Sickle-cell disease (SCD) results from a point mutation in the (3-globin gene. Individuals who are homozygous for this mutation produce sickle hemoglobin, which when deoxygenated is less soluble than normal hemoglobin. In addition, deoxygenated sickle hemoglobin (P chains tend to polymerize, forcing the erythrocyte to assume the characteristic rigid, sickle shape that is unable to properly traverse the postcapillary venule. Acute, widespread sickling in different tissues results in the vaso-occlusive phenomenon known as a crisis, while recurrent crises or ongoing vaso-occlusion eventually can manifest as chronic pathology. Pulmonary vaso-occlusive phenomena, including recurrent pulmonary infarction, are particularly common; as a result, abnormal pulmonary function (restrictive physiology with or without reduced diffusing capacity) is found in as many as 90% of SCD adults.

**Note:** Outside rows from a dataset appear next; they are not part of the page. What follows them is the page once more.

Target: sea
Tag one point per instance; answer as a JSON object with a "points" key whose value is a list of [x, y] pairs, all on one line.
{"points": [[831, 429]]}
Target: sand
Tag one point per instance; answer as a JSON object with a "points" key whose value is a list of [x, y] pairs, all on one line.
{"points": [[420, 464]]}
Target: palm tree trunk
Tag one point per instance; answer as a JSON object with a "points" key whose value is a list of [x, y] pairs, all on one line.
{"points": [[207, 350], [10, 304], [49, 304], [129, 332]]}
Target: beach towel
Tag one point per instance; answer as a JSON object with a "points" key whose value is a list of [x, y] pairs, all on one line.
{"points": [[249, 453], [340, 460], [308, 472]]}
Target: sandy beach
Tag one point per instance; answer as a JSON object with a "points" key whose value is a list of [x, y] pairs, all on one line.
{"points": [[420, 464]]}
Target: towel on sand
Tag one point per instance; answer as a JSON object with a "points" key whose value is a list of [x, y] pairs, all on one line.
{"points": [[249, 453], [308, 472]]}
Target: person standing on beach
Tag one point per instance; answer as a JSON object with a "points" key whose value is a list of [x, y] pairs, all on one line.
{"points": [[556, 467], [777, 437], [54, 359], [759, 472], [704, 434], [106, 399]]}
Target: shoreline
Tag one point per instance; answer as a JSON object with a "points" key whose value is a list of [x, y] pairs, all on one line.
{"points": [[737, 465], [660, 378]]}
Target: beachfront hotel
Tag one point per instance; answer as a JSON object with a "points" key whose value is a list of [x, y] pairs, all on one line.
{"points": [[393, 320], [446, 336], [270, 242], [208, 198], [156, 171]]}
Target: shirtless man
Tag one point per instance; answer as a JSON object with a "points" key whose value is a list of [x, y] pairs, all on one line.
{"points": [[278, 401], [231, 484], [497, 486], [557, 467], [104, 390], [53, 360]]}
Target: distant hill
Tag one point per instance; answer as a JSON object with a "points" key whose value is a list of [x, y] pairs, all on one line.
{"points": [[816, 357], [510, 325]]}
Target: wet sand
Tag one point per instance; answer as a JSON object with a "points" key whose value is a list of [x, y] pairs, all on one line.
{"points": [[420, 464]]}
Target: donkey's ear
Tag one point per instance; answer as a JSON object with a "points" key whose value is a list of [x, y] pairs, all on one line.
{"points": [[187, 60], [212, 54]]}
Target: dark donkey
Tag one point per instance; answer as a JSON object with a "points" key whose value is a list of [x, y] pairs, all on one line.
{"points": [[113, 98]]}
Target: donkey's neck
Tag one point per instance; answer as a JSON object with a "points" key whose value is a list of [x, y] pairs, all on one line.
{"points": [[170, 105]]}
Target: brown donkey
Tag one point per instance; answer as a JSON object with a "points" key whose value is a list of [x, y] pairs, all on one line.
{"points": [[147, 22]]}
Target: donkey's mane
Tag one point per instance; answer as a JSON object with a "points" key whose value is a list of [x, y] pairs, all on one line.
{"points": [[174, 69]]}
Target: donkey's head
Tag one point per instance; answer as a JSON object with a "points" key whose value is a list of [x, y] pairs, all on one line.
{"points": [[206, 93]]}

Given that profound pulmonary vascular and parenchymal abnormalities are so common in SCD, it is not surprising that nocturnal oxyhemoglobin desaturation is also frequently recognized. The mechanisms leading to sleep-related abnormalities in gas exchange already discussed in the introductory sections of this article have been implicated in the pathogenesis of nocturnal hypoxemia in SCD. However, it has also been suggested that obstructive sleep apnea plays a significant role because the progressive development of functional asplenia during the first 5 years of life frequently leads to adenotonsillar hypertrophy. Adenotonsillar hypertrophy in this age group is a significant risk factor for OSAS, and a high prevalence of OSAS in children with SCD has indeed been demonstrated in some studies. In addition to the usual clinical implications of OSAS in children, it has been hypothesized that nocturnal hypoxemia from OSAS may increase the incidence of painful crises in SCD, since hypoxemia promotes sickling and also increases erythrocyte adhesion. A relationship between nocturnal hypoxemia and sickle crises has been demonstrated in one study, but that same study and an earlier case-control study failed to link OSAS with more frequent crises in SCD. Furthermore, adenotonsil-lectomy carries increased risk in SCD (including the risk of provoking vaso-occlusive crisis) and should not be undertaken lightly. Patient selection and preoperative preparation (eg, vigorous hydration and transfusion to reduce sickle hemoglobin to < 40% of total hemoglobin) are of paramount importance.